I have dreams about the end of the story;
there’s no explosions, there’s never any holy glory.
Just a bunch of people,
lost and sleepy,
trying to find someone…

– Haley Bonar, “Bad Reputation”


This is the beginning.
Almost anything can happen.

– Billy Collins, “Aristotle”

 

Later, after the fires had died down and the bombs stopped falling, we would spend the days wondering not why, exactly, but when. We had lost the ability, it seemed, to place ourselves in time. Some of us would peer forward, squinting into the dark. Others would look back and silently trace the trajectory that had led us here. At any rate there was a gap in our knowledge; a window with the blinds drawn. And every time someone would point with certainty, here, it started here, we knew deep down that it could not be that simple; that there were reasons within reasons, stories behind stories.

~

That night, for instance, at a rooftop restaurant in Panama City, candleflame low between you and I on the table. You were comfortable in Panama in a way I was not, and all that week I had been unable to shake that feeling of intrusion, unbelonging—you speaking a language I did not know to friends I’d never met. But that night, at last, was different. It was one of those warm evenings when it feels like the world is perched on the cusp of something: the breeze rolling in from the ocean, the downtown high-rises bright in the distance. And as if to prove it, there were fireworks that night, great orbs of yellow and green reflecting off the water, igniting car alarms below us in the street. What was I saying to you? It was about how some people believe that the universe splits with every decision we make: a trillion parallel, invisible timelines. A garden of forking paths. You asked what I believed, and I said I like to think we exist in the universe where we have made all the right decisions, where every step has led us right to where we’re meant to be.

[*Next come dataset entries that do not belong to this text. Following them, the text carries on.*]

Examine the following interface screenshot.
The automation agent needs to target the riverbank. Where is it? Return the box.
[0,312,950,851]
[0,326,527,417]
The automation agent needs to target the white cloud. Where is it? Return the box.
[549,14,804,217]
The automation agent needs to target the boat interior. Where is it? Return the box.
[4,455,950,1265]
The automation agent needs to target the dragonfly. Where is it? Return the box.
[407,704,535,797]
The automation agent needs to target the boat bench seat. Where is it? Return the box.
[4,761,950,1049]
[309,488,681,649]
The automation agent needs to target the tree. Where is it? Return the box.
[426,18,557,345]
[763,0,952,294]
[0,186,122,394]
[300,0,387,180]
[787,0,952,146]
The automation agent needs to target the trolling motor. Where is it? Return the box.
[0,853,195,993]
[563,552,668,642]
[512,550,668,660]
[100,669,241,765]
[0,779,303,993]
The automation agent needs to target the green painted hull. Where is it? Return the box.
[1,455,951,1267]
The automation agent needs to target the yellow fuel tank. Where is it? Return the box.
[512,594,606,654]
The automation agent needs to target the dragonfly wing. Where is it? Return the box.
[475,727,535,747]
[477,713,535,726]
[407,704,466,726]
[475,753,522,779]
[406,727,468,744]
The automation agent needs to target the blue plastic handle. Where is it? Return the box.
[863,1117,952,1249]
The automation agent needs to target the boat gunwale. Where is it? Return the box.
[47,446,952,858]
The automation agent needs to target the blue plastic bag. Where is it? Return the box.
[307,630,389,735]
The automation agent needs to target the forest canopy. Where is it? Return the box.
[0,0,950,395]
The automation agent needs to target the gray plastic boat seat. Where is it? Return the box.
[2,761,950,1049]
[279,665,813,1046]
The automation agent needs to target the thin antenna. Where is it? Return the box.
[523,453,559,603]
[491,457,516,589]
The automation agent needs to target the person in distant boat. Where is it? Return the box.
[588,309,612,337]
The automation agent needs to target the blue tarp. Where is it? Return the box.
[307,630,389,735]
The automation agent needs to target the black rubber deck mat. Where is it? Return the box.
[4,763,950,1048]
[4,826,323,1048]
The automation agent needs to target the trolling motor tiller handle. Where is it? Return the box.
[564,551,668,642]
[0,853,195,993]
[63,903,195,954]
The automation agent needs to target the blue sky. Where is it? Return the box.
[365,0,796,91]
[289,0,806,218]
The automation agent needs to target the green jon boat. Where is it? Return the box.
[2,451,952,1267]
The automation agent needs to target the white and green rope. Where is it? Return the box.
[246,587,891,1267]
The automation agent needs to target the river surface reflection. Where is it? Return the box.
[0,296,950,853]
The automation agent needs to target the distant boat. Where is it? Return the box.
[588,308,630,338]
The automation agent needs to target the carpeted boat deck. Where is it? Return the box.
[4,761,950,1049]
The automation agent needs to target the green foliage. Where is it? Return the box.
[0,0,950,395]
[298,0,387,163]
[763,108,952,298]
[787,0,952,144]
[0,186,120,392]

But that was months ago, and now who can say for sure? Looking back, I can see how even on that perfect night the wheels were already in motion; how even as fireworks burst out across the harbor, there was lightning advancing behind them, sharp silent sheets rippling above the city skyline.

~

How strange, that endings come in stages. One thinks of them as finite things: a wall, a line, a checkpoint at the border. And yet they’re more like wallpaper, layer beneath layer, pattern giving way to pattern. Yesterday, pouring myself a cup of tea, I realized I could no longer remember the sound of your voice. The shock was so great that I jerked the kettle and scalded my hand. Boiling water splattered the counter; burning slashed my skin like a claw. In a simpler story, this moment would be the end of things, the closing metaphor of the book: my knuckles beneath the tap, cold water numbing away the hurt. So why, then, this lingering rawness in my chest? Not pain, exactly, but the memory of; as though loss has made a permanent impression on my heart. My heart, like a pillow still dented from the weight of a head, not yet returned to its original form.

~

In the mirror in the morning I notice strange scratches on my back, angled across my shoulder blades. There is one on my side, one on my collarbone that stings when I touch it. None of them were there the night before. I stand, confused. Did I do this? I clasp my arms across my shoulders, mummy-like, peering backwards to see if my fingernails can reach that far. They can, barely, if I strain and press deep into the skin. I’ve been told I grind my teeth at night, clench my jaw with stress. Now I wonder, uneasily, what I dream about that causes me to hold on so tightly to myself, what I would lose by letting go.

~

My last night in Panama, you asked: you can picture a future without me, right? We were in our hotel room, hot even with the AC on. You sat on the edge of the bed in a sundress, your back to me, your head turned sideways over your shoulder. Your bangs blew lightly in the cool air.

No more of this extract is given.